革靴の足音が響く中、受付に入るとやはり黒人の女性が応対してくれる。
「どうされました?」
「日本大使館の外交官、雨宮です。大使とお会いしたいのですが」
「少々お待ちください」
内線電話をかけ確認してもらっていると、きれいな英国英語を話しながら階段を下りてきた男性二人組が目についた。あれは一度大使館で見かけたことがある、英国大使館の外交官と大使だ。やはり情報交換に来ていたのだろう。大使がいない、という状況がどれほどのことか改めて実感する。
「今ちょうど前の用件が終わったところなので、すぐお通しします。こちらへ」
「ありがとうございます」
前の用事とは英国大使らとの面会だろう。タイミングが良かった。それにすぐ都合をつけてくれるとは、フランス領事に続き驚きだ。
唯斗は女性についていき、フロアを上がって大使室に通される。
ノックの応答を聞いて女性が扉を開き中に入ると、星条旗が壁に掲げられた広い部屋になっていた。大使が座る大きなデスクの前に応接用のシッティングスペースがあり、大使はデスクから立ち上がってこちらへやってくる。
「ようこそ米国大使館へ」
「お忙しいところ約束もなく申し訳ありません」
「この状況ではアポイントメントは取れませんからね」
朗らかに笑う中年の白人男性で、こちらも優しそうな風貌をしていた。固く握手をして目を合わせる。
「日本大使館の外交官、雨宮唯斗です。お時間をいただきありがとうございます」
「米国大使、ジョン・グレイです」
ジョンはシッティングスペースのソファーを示し、唯斗は片方に腰かける。向かいに座ったジョンはまず、胸に手を置いて目を伏せる。
「橋本大使のことは本当に残念でした。とてもお世話になったんです」
「お気遣いありがとうございます。大使にお世話に、ですか」
「ええ。レバノンの大使館で外交官をしていたとき、橋本大使は駐レバノン日本大使館の外交官でしてね。2006年のイスラエルの侵攻に際してベイルートも混乱していたのですが、言葉の通じない警察に拘束されかけたとき助けていただいたんです」
橋本はベテラン外交官であり、フランス語圏への赴任が多かった。旧フランス植民地の一つであるレバノンで外交官をしていた2006年、イスラエルの侵攻によってベイルートは海上封鎖され空爆に見舞われた。空港も閉鎖され、発電所が爆破され停電していたような状況にあって、どうやら橋本がジョンを助ける場面があったらしい。

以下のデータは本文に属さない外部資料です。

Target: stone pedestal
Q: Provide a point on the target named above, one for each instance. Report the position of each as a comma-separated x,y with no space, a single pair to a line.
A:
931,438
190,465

「まさかラヴァルヴィルで再会するとは思っていませんでしたから、嬉しかったんです。それがまさかこんなことに…立場上、日本大使館まで行くことができず、力になれず申し訳ない」
「いえ、そんな」
「困っていることはありませんか。代わりの大使の方は来ていますか?」
ニコラに聞かれたことと同じだ。唯斗は同情を買うつもりではなかったが、正直に話す。
「ガーナの日本大使が兼任を。状況が悪く、周辺国も治安が悪いので、増援はありません。私一人で退避を指揮しています」
「それは…なおさら、お手伝いに行けなかったことが悔やまれる」
米国の大使など、世界で最も狙われる役職といっても過言ではない。テロリストからすれば格好の標的だ。特にIS系にとってはそうである。とても出歩くことはできなかっただろう。

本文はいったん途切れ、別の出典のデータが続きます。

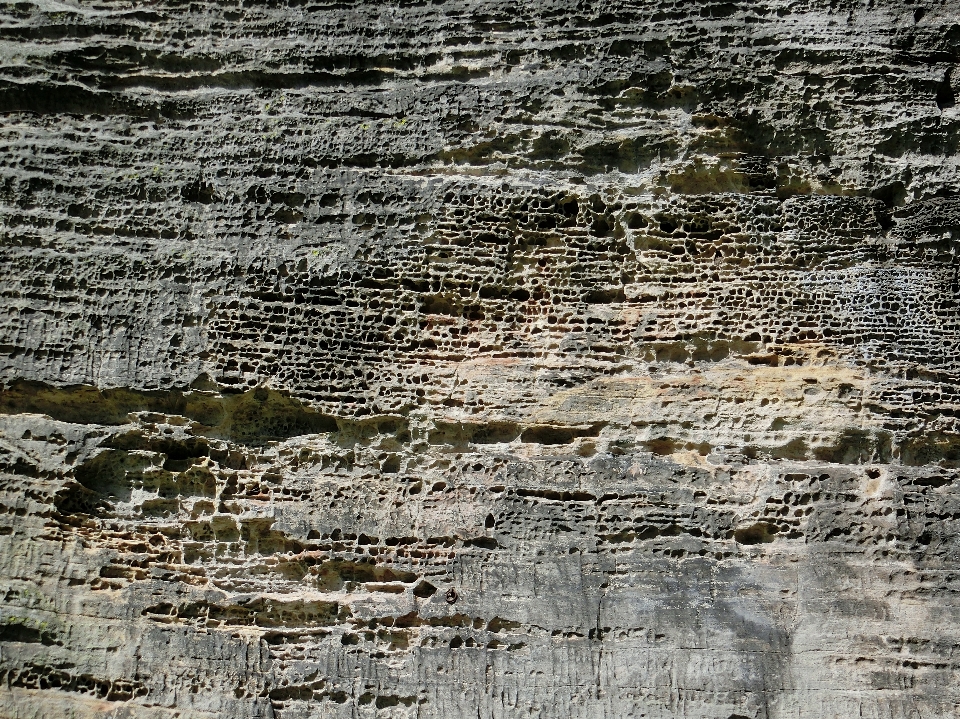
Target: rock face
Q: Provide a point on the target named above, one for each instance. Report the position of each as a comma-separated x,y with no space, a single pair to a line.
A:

「ガーナの大使や本国の助けもあって、退避の算段はつけられていましたから。本来、明日には自衛隊機で退避する予定だったんですが、通信が途絶したことで計画は凍結です。先ほど、フランス領事から19日のウーロ・ジャムへの陸路移動に加わらせてもらうことをお約束いただいたのでそれは最終手段ですが、通信さえできれば自力でも脱出は可能です」
「なるほど。輸送機は何機来ていますか?」
「C130がアクラに1機、C2がジブチに1機です。タイミングが合えば、国連や同盟国などとにかく乗せられるだけ乗せる方針だとフランス側には伝えてあります」
自力でできることはやっている。それを理解したジョンは少し考えるそぶりをしたあと、こちらに少し身を寄せて声を落とす。小声というほどではないが、響かないように意識していた。

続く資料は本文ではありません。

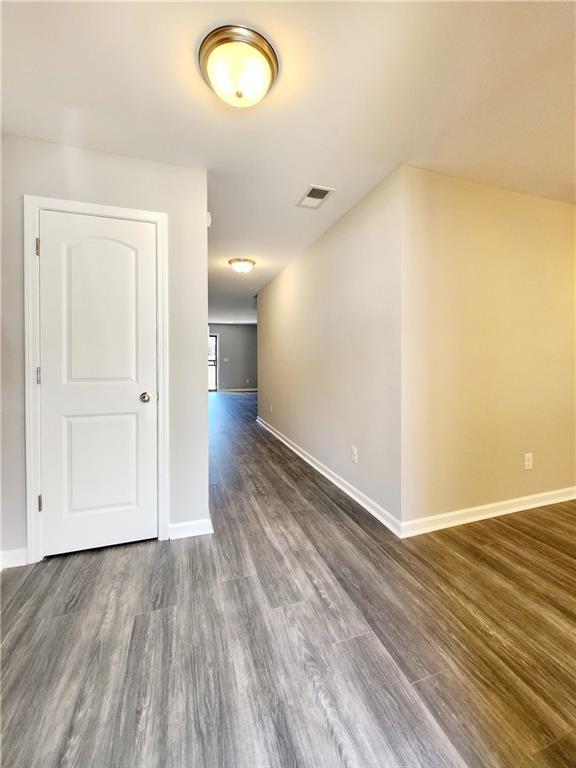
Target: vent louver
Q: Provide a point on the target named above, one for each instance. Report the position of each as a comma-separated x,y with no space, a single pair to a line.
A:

「…ここだけの話ですが。情報収集を行っていた特殊工作員がスターリンク端末を持っています。彼らも撤退する方針であり、当館で確保できるか交渉中です。工作員はハイレ付近にいるので、うまくいけば明日の朝にも使用できるでしょう。これは、退避のために軍を派遣している西側同盟国の外交関係者のみに伝えています」
米国企業が衛星軌道に大量に周回させているスターリンク衛星は、スターリンク端末というアンテナキットを持っていれば、直接スターリンクとの衛星通信ができる。最近は船や航空機にも搭載されているが、この国には出回っていない。ウクライナ戦争でその真価を発揮したため、各国の外交の場でも実装されつつあったが、ピナルエサヘルには間に合わなかった。
だが、米国の諜報員、平たく言えばスパイがそれを持っており、大使館で使用可能にする手はずなのだという。
「っ!そうですか」
「はい。なので明日、スターリンクが使用可能になった時点でスタッフを日本大使館に派遣しますので、呼ばれたらまた来てください。それで外務省と連絡を取り、退避の算段を。時間によっては米国民の退避にも協力をお願いします」
「退避はもちろん協力しますが、わざわざ呼びに来てくださるのですか?」
わざわざスタッフをこちらに派遣してまで呼んでくれるというのは、破格の厚遇だ。普通はそんなことはしない。
だがジョンは微笑んだ。
「いつか橋本大使には恩返しがしたかった。その機会には恵まれませんでしたが、こうして日本人の避難に役立てるなら、これくらいさせてください」
橋本はよく言っていた。結局は人のつながりが最後にものを言うと。
ニコラにしてもジョンにしても、橋本だったから、こうして協力してくれているのだろう。
死後もなお、こうして守ってくれている。そう感じられて、思わず唯斗は涙ぐみそうになって声を詰まらせる。ひとつ呼吸をして、深く頭を下げた。